How to Safely Share the Road with 18-Wheelers

April 19th, 2021

There are few feelings more terrifying than being boxed in by semi-trucks on the highway. After all, when big trucks and cars collide, things often don’t end well for the occupants of the passenger vehicles.

According to the National Safety Council, 71% of people who die in large truck crashes are occupants of other vehicles. 18% of deaths are truck occupants, and the remaining 11% are pedestrians and cyclists. 

Because collisions between trucks and other vehicles can be so dangerous, it’s important for drivers of other vehicles to know how to safely share the road with big trucks to reduce their chances of a crash.

Important Things to Remember About Semi-Trucks

There’s a reason you need a special license to drive a commercial vehicle like a semi-truck, and that’s because big trucks are very different from cars! Yes, there’s a steering wheel, a shifter, an accelerator and a brake pedal. But trucks behave differently, and that changes how a truck driver needs to drive.

  • Semi-trucks need more space to complete a turn.
  • Semi-trucks need a lot more time to come to a complete stop than your vehicle.
  • Semi-trucks have massive blind spots.
  • Semi-trucks are more likely to experience tire blow-outs (due to the long distances truck drivers travel combined with heavy trailer loads). 
  • Semi-trucks can jackknife and are more likely to experience roll-overs (due to a higher center of gravity).

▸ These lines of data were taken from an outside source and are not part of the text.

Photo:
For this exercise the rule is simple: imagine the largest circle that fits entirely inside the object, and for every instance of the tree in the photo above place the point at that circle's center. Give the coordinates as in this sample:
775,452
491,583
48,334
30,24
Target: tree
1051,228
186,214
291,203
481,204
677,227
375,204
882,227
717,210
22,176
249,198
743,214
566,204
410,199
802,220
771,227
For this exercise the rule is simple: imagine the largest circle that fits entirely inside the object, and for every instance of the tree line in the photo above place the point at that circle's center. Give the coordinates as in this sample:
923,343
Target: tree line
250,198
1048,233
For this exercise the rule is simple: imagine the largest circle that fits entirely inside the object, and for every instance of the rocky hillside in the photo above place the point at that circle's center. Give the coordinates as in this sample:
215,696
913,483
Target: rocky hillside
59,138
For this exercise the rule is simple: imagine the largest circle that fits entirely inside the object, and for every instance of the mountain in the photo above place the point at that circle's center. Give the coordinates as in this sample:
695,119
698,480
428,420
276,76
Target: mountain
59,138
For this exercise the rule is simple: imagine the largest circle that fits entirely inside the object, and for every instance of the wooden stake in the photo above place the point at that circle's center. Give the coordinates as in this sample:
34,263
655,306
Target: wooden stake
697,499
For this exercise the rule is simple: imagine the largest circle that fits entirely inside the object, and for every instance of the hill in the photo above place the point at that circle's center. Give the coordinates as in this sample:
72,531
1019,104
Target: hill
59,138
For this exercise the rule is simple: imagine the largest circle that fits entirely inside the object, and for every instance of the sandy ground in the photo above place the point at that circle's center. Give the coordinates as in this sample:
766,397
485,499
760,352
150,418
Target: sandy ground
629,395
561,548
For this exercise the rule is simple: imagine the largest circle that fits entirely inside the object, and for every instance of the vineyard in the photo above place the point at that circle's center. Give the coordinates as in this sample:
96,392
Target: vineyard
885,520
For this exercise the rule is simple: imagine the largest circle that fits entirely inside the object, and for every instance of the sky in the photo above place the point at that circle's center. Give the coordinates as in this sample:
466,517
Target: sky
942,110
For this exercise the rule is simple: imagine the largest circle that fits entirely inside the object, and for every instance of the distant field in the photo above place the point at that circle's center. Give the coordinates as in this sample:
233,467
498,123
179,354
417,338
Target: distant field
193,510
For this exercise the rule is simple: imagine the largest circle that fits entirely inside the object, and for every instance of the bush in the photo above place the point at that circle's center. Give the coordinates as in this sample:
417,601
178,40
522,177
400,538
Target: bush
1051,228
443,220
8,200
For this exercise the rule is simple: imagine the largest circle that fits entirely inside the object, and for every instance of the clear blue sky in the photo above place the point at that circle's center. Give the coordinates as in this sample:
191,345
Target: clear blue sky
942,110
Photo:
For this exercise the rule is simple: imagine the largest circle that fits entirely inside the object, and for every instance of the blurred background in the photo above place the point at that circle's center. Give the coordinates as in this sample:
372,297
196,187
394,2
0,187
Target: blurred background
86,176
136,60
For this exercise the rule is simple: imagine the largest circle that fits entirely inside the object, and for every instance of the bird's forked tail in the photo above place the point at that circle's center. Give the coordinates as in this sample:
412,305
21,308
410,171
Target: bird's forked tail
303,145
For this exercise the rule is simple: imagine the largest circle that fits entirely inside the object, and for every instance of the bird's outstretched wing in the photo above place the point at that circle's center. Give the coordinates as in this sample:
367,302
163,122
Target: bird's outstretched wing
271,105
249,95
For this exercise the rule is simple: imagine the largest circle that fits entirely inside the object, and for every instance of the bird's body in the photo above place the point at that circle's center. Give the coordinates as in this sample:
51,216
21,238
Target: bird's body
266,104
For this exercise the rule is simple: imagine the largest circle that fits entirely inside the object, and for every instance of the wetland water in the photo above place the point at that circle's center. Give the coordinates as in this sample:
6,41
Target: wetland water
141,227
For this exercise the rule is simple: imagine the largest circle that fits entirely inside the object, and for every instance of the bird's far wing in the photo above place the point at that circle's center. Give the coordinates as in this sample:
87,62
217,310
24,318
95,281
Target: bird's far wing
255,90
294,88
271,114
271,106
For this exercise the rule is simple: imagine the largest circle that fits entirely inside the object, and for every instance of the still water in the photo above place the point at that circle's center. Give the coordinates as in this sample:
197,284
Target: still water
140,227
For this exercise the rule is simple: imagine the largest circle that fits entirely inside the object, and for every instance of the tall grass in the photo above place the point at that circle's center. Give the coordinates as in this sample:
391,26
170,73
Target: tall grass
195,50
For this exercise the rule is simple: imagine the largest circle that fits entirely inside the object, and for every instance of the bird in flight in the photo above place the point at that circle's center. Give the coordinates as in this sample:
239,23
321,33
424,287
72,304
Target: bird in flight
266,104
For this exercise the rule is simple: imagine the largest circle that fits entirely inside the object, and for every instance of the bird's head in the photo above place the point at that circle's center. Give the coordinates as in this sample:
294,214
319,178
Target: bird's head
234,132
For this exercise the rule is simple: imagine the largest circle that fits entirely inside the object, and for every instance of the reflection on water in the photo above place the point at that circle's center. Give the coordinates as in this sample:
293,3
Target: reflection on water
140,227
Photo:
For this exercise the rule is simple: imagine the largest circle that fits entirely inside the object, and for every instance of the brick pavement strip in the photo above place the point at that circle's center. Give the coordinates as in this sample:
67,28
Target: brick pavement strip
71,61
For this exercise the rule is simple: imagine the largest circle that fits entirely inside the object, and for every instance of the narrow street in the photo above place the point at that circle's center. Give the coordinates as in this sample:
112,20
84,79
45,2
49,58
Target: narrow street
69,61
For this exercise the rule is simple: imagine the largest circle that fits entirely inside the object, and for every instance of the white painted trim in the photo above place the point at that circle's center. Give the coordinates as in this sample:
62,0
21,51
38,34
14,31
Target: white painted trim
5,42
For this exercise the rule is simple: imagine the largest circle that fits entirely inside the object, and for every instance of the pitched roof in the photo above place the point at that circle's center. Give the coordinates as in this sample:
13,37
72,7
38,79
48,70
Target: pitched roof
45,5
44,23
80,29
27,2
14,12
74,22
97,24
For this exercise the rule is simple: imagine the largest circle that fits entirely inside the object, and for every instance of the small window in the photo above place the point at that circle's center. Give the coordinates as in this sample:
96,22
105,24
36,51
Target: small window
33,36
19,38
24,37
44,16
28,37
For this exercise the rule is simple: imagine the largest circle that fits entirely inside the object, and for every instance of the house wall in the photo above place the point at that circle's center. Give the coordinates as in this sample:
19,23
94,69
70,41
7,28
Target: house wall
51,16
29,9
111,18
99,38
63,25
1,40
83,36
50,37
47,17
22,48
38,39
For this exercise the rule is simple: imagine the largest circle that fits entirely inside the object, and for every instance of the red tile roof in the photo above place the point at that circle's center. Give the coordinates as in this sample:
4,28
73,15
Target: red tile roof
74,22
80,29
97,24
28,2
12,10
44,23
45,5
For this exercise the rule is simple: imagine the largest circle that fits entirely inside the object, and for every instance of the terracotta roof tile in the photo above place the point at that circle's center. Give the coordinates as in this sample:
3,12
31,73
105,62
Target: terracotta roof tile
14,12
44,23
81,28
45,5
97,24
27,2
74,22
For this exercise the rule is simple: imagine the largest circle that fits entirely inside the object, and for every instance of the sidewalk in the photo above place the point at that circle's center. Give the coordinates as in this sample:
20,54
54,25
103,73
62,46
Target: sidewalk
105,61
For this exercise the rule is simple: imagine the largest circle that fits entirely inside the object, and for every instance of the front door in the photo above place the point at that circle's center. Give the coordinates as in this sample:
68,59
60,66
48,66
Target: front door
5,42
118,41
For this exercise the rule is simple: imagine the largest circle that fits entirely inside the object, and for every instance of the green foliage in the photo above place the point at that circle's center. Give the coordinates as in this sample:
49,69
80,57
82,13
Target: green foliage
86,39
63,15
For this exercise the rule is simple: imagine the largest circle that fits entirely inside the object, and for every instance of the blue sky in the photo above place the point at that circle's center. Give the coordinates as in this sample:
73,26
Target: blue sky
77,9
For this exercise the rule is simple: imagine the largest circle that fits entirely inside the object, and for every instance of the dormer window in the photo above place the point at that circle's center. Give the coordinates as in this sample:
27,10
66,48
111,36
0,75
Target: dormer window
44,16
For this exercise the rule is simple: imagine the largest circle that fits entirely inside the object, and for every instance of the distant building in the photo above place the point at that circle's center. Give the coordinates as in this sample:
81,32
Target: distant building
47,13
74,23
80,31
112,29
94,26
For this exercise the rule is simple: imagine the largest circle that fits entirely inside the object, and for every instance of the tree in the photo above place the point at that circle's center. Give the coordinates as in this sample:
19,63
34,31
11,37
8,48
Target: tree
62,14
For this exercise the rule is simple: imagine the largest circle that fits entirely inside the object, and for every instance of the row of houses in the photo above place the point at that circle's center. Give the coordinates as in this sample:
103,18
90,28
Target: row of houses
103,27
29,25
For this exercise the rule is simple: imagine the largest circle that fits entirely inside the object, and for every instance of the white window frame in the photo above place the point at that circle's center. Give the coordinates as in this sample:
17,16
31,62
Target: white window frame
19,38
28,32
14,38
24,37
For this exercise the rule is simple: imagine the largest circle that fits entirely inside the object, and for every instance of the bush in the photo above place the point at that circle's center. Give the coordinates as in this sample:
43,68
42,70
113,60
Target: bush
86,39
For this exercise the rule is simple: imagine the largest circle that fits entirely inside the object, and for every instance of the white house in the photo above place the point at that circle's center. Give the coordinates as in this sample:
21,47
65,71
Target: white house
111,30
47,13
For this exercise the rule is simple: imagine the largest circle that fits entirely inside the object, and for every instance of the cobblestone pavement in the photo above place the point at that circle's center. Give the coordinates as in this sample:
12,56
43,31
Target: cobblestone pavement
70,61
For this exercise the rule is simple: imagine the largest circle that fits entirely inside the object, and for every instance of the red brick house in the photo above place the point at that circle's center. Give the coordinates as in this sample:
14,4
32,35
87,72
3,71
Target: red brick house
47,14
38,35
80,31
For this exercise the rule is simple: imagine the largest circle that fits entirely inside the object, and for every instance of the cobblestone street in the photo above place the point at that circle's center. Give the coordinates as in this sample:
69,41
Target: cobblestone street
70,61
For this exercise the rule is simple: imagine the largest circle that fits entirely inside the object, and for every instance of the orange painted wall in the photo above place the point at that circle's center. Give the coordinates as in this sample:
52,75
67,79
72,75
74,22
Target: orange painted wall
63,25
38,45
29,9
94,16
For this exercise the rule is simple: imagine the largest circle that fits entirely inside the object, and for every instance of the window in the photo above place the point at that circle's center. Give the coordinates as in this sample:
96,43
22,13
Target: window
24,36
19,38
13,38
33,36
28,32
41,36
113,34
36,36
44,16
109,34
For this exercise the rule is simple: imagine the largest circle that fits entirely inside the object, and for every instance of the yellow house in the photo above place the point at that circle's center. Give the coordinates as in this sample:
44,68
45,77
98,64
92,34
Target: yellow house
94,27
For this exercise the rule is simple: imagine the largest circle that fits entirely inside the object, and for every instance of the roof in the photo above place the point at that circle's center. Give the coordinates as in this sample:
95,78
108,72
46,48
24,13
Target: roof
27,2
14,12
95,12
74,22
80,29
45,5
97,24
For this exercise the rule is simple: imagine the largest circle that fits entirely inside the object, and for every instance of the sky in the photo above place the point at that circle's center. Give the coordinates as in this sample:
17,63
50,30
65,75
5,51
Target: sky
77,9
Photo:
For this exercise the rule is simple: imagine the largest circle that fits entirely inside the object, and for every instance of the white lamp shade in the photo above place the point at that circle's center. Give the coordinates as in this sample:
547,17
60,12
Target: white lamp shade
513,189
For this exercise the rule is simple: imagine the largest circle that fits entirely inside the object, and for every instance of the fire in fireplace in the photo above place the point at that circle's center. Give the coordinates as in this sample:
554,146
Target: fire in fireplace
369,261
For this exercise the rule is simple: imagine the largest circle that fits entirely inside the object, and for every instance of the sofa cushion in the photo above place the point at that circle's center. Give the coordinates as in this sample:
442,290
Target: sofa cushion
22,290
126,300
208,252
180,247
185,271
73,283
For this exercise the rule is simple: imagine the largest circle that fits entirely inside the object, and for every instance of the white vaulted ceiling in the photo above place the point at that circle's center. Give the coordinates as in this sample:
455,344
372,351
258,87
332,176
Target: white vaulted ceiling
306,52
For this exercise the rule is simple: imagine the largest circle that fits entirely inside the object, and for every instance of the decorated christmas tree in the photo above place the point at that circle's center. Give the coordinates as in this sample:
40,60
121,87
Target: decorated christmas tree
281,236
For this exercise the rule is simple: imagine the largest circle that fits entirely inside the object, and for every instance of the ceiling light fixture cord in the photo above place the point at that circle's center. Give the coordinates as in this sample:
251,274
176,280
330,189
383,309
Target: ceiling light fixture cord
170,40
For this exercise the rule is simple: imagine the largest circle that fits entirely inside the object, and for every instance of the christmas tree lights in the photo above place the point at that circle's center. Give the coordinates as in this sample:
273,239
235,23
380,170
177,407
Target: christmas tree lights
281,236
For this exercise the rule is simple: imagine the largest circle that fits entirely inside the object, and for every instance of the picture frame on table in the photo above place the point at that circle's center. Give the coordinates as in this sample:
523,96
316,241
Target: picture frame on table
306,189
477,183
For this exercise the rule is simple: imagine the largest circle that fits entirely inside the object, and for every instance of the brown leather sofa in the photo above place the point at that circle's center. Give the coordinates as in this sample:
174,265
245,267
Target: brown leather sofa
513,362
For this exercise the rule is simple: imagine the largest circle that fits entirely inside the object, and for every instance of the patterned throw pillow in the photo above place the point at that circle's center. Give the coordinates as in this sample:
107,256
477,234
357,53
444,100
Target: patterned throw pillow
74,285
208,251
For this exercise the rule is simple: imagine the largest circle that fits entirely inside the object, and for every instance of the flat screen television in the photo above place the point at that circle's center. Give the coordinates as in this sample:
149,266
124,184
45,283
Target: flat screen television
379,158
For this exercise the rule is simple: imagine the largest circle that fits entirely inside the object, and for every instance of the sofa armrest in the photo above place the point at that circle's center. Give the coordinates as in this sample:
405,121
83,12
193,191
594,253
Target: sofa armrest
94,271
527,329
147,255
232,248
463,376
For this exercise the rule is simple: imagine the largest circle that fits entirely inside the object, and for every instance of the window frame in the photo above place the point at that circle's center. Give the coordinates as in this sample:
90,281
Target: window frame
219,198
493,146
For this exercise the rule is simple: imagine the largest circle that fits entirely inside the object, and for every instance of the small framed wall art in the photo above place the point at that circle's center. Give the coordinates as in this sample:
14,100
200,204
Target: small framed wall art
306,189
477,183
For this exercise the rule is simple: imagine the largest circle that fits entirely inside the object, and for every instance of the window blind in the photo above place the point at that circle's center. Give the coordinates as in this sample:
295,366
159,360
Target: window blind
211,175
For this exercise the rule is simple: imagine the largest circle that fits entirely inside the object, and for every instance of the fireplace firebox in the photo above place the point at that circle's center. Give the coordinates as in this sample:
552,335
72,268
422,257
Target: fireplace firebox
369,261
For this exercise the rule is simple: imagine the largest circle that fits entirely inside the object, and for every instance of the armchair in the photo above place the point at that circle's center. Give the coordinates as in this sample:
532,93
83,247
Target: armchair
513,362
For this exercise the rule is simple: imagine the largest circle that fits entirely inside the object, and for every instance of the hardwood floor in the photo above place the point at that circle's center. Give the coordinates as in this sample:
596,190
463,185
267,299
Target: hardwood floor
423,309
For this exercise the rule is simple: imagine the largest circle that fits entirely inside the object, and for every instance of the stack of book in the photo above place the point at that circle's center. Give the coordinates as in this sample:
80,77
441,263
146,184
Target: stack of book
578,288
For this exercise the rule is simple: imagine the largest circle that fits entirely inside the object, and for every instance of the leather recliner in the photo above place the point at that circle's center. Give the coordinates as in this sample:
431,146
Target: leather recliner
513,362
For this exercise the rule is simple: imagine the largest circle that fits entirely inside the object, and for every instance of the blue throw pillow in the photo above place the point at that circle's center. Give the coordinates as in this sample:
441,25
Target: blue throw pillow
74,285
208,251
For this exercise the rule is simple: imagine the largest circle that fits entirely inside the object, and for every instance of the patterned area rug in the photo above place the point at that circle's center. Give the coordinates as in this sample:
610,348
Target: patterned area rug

When Driving Behind Trucks

You should always leave enough room between you and the semi-truck so that you can have time and space to react and get out of the way or stop if something goes wrong.

Industry experts recommend always keeping a four-second following distance from semi-trucks. When driving, start counting when the truck in front of you passes a landmark, such as a road sign. There should be at least four seconds before you pass that same road sign. If you reach the sign before you count to four, it means you’re following too closely.

Additionally, semi-trucks with tractor-trailers attached have massive blind spots, and when you are driving directly behind a truck, there is a very good chance the driver does not know you are there.

A good rule of thumb is that if you can’t see the side mirrors of the cab, the driver can’t see you. If necessary, slow down to put enough space between you and the truck ahead so that its mirrors are always visible (and you’re always visible to them). 

When Driving Beside Trucks

Always drive on the left-hand side of 18-wheelers and other large trucks.

Trucks are generally instructed to keep right on highways to allow for faster moving traffic to pass. However, large trucks may occasionally drive in the left lane on the highway to pass another truck, or on city streets because they need to make a right-hand turn and need two lanes to make the turn.

Because a truck driver cannot see a car that is on their right-hand side and in their blind spot, drivers who are driving on the right-hand side of a truck risk getting into a collision if the truck driver tries to turn or pass into the right lane.

When Passing Trucks

Just as you should never drive on the right-hand side of an 18-wheeler, you should also never attempt to pass an 18-wheeler on the right-hand side.

Secondly, never cut off a truck! When trying to pass a truck, don’t move back over until you can see the entire front of the truck in your mirror, and always signal when you do so. Your vehicle can move, speed up or down, and stop faster than the truck can, and the truck won’t be able to quickly stop if you don’t give enough space before changing lanes in front of them. Furthermore, the truck has another blind spot directly in front of the cab, and if you are not far enough ahead of the truck before you move back into their lane, the driver may not see you.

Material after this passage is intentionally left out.